Author index > Siersch Nicki

The Earth's transition zone between 410 and 660 km depth marks a region of transitional seismic wave velocities that increase rapidly with depth between the upper and lower mantle. Models for the mineralogy at the base of the transition zone, using a peridotitic mantle bulk composition, propose the stability of ringwoodite and majoritic garnet. However, by using the elastic properties of these two minerals to estimate the seismic wave velocities, the resulting longitudinal and shear wave velocities are much lower than those actually observed globally for this region. Larger wave velocities may be obtained if the temperatures at the base of the transition zone were lower than expected due to the presence of stagnating cold slab material. Lower temperatures, however, imply the possible presence of akimotoite, a MgSiO3 polymorph stable between 22 and 24 GPa and 1100 to 1700 °C. The elastic properties of the MgSiO3 endmember recently have been studied, however, no data are available for compositions relevant for the Earth's transition zone, i.e. containing some Fe and Al substitution. If it can be demonstrated that assemblages containing akimotoite reproduce the transition zone velocity structure, then this would have important implications for the thermal structure and consequently for the dynamics of the Earth's mantle.

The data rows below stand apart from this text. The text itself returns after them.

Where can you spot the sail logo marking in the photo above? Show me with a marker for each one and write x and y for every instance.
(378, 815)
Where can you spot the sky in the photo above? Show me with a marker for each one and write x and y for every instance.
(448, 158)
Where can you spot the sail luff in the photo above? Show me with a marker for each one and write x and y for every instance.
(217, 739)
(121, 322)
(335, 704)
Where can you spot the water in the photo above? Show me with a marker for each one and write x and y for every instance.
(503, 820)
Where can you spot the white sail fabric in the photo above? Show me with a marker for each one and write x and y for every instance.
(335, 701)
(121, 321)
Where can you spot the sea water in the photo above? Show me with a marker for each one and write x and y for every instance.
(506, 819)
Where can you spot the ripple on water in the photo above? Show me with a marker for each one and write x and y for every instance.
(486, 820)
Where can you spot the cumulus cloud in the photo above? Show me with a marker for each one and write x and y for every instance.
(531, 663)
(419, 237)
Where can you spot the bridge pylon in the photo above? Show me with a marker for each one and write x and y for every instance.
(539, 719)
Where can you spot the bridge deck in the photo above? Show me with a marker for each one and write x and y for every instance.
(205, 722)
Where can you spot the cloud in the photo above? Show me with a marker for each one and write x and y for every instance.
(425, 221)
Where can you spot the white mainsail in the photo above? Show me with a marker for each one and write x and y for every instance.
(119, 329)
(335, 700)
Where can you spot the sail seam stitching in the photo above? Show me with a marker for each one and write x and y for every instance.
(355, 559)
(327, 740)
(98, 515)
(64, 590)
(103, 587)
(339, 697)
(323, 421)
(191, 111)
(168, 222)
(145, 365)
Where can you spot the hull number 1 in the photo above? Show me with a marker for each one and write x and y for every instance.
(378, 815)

Three well-sintered polycrystalline akimotoite samples containing 10 mol% of Fe, 20 and 25 mol% of Al were synthesized in a multianvil apparatus at 25 to 27 GPa and 850 °C from glassy starting materials. All samples were double-sided polished and inserted into a modified 10/4 multianvil cell assembly equipped with a Re heater and a D-type thermocouple suitable to perform ultrasonic measurements. High pressure and temperature experiments were performed at 13 ID-D (APS) using an ultrasonic system to collect longitudinal and shear wave velocities of the different akimotoite compositions at different pressure and temperature points up to the actual stability conditions of akimotoite of 25 GPa and 1200 °C. Synchrotron radiation has been used to measure the exact sample length in-situ employing X-ray tomography and to determine the density of the akimotoite samples. The effect of Fe and Al substitution on the wave velocities of akimotoite will be discussed and compared to seismic reference models.